Victoria, ‘The Place to Be’ in Australia was hit by wild winter weather in the last week of June 2014.
Melbourne residents and visitors were slammed with hostile gale force winds, freezing air temperatures, heavy rains and even long anticipated snow showers in the mountains.
This wet and windy weather was causing chaos across Victoria, including traffic accidents, Yarra River flooding, blackouts, etc.
On another note, some adrenalin seeking individuals found a way to enjoy the wind. A number of extreme sports enthusiasts used the storm as an opportunity to surf in Port Phillip Bay (and avoid driving for at least 1.5 hours to get to the closest surf beach on the coast). Some other ones attempted to rig their windsurfing or kitesurfing gear and sail on the stormy water. Let’s hope all of them returned home safe!
Enjoy these beautiful and breath-taking photos uploaded on Twitter and keep on reading to find out tips on how to predict the wind and understand wind observations – will come handy next time you go outdoors!
— Amy Feldtmann (@AmyFeldtmann) June 29, 2014
— Vic Wind (@VicWindApp) June 24, 2014
How to read Vic Wind App charts and maps like a pro?
If you compare our interactive wind maps on a stormy and on a calm day, you can easily see how different they look: dark colors vs. bright colors, long arrows vs. short, etc. All these graphical design elements make sure that you effortlessly pick wind and weather trends and successfully utilise observations and forecasts when planning outdoor activities.
Let’s start with the **Port Phillip map** (or **Vic Coast map** if you live or work in country Victoria)

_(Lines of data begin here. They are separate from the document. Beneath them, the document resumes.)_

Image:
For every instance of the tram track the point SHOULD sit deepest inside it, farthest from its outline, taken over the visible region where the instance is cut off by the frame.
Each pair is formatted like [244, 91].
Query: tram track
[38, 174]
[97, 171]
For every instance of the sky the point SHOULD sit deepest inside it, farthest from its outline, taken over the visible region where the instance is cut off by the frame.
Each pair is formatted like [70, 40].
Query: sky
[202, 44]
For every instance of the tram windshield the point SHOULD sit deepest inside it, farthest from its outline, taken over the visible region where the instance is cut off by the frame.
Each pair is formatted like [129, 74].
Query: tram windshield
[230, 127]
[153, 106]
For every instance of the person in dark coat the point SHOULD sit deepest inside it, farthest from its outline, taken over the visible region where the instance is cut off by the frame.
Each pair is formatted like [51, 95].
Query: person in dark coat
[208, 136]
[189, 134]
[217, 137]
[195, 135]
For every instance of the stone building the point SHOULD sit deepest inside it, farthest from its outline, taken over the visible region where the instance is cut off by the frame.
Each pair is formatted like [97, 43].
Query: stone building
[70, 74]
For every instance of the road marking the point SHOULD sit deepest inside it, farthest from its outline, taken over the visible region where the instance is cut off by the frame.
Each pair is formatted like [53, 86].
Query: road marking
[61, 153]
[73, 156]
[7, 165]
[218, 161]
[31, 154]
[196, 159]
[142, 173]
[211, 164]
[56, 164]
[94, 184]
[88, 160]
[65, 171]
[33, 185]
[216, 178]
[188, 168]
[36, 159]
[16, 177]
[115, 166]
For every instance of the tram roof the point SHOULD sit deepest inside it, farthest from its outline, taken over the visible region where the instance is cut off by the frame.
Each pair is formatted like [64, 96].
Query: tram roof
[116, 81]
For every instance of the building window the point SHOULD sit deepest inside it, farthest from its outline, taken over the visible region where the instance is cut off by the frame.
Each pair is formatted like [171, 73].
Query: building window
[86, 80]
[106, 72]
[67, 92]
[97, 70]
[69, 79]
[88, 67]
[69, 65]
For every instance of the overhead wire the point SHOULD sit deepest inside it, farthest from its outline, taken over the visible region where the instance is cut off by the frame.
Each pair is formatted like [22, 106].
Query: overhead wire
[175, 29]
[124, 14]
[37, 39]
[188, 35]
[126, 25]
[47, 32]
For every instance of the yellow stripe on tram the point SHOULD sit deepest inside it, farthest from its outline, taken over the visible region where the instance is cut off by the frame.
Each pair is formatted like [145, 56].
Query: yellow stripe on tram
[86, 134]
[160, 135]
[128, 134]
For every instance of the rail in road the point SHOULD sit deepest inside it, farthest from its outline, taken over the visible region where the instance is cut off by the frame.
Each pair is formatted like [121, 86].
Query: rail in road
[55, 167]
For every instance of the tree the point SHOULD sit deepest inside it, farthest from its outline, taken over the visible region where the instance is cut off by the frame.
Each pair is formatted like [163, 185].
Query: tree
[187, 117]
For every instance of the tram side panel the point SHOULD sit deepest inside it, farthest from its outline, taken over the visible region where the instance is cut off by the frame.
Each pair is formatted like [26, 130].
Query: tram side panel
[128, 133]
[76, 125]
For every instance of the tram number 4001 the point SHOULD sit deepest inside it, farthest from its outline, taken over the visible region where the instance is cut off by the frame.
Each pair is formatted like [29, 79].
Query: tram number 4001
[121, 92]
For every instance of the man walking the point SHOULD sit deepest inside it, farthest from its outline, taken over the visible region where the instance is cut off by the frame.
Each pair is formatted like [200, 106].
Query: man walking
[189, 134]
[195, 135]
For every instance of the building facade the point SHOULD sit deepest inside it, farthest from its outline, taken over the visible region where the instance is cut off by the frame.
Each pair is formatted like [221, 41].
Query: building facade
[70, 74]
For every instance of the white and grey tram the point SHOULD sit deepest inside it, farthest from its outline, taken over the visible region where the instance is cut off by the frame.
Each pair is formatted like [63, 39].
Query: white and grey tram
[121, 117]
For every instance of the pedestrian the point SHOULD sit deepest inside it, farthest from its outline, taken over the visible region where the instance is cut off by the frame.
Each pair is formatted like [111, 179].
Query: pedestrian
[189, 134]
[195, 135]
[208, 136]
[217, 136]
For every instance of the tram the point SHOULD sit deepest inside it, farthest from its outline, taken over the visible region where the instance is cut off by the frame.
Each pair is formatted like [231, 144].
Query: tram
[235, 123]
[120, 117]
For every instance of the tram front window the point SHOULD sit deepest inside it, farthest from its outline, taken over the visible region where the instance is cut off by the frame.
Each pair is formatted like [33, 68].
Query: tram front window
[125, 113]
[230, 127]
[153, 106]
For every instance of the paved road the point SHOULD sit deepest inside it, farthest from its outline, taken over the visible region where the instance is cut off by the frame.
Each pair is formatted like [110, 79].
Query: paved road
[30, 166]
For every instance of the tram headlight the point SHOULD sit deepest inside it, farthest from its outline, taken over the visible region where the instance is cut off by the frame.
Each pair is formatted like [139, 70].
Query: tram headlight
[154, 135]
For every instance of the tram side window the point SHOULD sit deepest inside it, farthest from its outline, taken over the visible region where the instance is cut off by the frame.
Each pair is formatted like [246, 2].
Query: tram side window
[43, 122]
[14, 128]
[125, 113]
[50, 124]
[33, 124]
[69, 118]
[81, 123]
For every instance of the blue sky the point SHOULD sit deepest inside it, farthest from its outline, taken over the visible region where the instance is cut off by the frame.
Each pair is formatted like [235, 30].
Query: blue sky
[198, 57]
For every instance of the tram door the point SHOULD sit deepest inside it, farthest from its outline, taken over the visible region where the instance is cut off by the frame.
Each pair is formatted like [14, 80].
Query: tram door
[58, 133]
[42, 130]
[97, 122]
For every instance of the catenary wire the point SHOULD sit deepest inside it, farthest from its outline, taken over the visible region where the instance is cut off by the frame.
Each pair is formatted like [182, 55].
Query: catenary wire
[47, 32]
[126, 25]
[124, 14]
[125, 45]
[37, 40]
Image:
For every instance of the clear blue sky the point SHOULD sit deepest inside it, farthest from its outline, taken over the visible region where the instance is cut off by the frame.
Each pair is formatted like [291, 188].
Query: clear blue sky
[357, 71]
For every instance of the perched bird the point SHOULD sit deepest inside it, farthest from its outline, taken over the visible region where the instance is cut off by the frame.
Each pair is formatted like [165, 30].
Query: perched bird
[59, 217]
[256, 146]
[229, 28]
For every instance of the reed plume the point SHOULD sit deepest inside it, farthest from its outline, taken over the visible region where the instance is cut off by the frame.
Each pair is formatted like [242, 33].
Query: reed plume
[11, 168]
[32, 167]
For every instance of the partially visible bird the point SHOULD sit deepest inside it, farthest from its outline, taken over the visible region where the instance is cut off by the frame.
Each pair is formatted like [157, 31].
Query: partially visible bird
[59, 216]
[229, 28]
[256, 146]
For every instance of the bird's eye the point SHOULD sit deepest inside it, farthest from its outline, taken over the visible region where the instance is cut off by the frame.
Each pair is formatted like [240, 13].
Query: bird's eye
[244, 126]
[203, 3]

Once you open the wind map, you can within seconds realise where it is windy, where it is not and how the wind strength might travel over time.
Keen windsurfers in St Kilda may not need to travel down South by much to catch stronger wind, if they see that the stations in the direction where the wind is coming from show more knots (e.g. if St Kilda is showing 18 knots southerly wind and Fawkner is showing 25 knots, then it is very likely that the wind in St Kilda will pick up in due course).
Click on your favorite wind station and you’ll be taken to a graph showing wind behavior for the last 24 hours. That’s where you realise that you made the right choice going out for a sail at a particular time of the day or that you missed out on a decent hour with favorable winds for windsurfing or kitesurfing – life is tough!
- You can zoom in the default map, tap on the Settings button located in the top left corner and select “Save View” so that that preferred location on the map would appear next time you open Vic Wind App.
- You can drag the Observations and Air Temperature table.
- If you see Observations and Air Temperature table showing “Refresh” in red, tap the Refresh button in the top right corner to display newly generated data from the Bureau of Meteorology (BoM). You may need to refresh several times as scheduled readings may be uploaded by BoM slightly later than anticipated.
Vic Wind App Forecasts section: **Melbourne Wind Forecast** and **Victoria Wind Forecast**
What we love about these wind forecasting maps is the simplicity in visualising trends by simply dragging your finger along the timeline at the bottom of the page. You can see wind dancing in front of your eyes!
Arrows show the direction of the wind. The longer they are – the stronger the wind. You will also notice that the longer arrows are displayed in darker blue backgrounds which also show that the wind is stronger than in other locations (see below how stormy it was in Melbourne on Tuesday, 24 June). Colors go from dark blue (xx – xx knots), lighter shades of blue (vary from xx to xx knots) to green, yellow or even white (meaning 0 knots).
Don’t forget to refresh the page and zoom in and out to your preferred destination in Melbourne or wider state of Victoria.